This week is the NAAB Accreditation Review Conference, where 41 reps from the collateral organizations and a host of other interests discuss changes to the Conditions of Accreditation. Everyone comes in to this conference with a slightly different understanding of the purposes of architectural education. And from the pages and pages of research and reasoning, it seems all have good reason for discussion. 

Our team is going in having reviewed, having parsed and debated a number of issues. NAAB has, too, releasing a framework for the conference that puts a number of important topics out for discussion.

 
We’ve shared before (here, too) what ACSA’s positions are for the conference. Accreditation should be leaner, allow programs more flexibility, and emphasize the skills that students can only learn in an architecture program. 

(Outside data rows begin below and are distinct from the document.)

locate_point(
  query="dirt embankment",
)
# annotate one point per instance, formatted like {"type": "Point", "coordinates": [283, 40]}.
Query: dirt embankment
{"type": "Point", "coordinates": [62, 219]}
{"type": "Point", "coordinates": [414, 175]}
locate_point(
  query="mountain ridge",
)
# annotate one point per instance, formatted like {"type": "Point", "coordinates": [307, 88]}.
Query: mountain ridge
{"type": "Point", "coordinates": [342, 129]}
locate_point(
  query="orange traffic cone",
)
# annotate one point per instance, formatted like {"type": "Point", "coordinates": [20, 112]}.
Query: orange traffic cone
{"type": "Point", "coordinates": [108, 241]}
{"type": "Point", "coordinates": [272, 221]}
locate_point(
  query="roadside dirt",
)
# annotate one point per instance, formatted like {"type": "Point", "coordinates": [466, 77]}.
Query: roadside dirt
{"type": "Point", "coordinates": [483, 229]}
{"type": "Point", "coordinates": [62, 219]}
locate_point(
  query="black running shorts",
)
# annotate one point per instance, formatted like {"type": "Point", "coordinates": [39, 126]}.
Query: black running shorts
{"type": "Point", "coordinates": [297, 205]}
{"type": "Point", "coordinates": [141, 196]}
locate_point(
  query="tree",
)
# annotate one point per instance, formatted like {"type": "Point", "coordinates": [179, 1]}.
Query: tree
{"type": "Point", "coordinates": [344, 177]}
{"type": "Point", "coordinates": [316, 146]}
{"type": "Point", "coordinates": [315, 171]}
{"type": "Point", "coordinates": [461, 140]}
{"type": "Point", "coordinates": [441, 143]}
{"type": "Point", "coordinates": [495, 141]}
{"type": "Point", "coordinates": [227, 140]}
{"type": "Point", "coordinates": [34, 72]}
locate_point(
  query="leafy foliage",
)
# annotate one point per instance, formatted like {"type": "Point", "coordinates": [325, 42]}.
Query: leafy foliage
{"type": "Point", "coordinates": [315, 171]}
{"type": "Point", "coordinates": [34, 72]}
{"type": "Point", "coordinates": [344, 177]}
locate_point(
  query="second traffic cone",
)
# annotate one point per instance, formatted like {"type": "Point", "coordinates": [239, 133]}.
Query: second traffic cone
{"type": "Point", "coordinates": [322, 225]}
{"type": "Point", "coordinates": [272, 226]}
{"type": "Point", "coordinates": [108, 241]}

Comprehensive design, collaboration, performance, and professional practice are the pervasive topics, but we are also thinking about the cost of education and time to licensure that students face (see p. 5 & 22 of NCARB by the Numbers). Conditions should be flexible for schools to experiment with curricula that give students more direct paths into practice. 

Finally, we are going to emphasize that the paths to practice lead in many varied directions across schools in the United States and Canada. Assumptions about what students desire and what the professional market offers must be called out and examined in order to understand what forms of quality assurance best serve the profession and the public.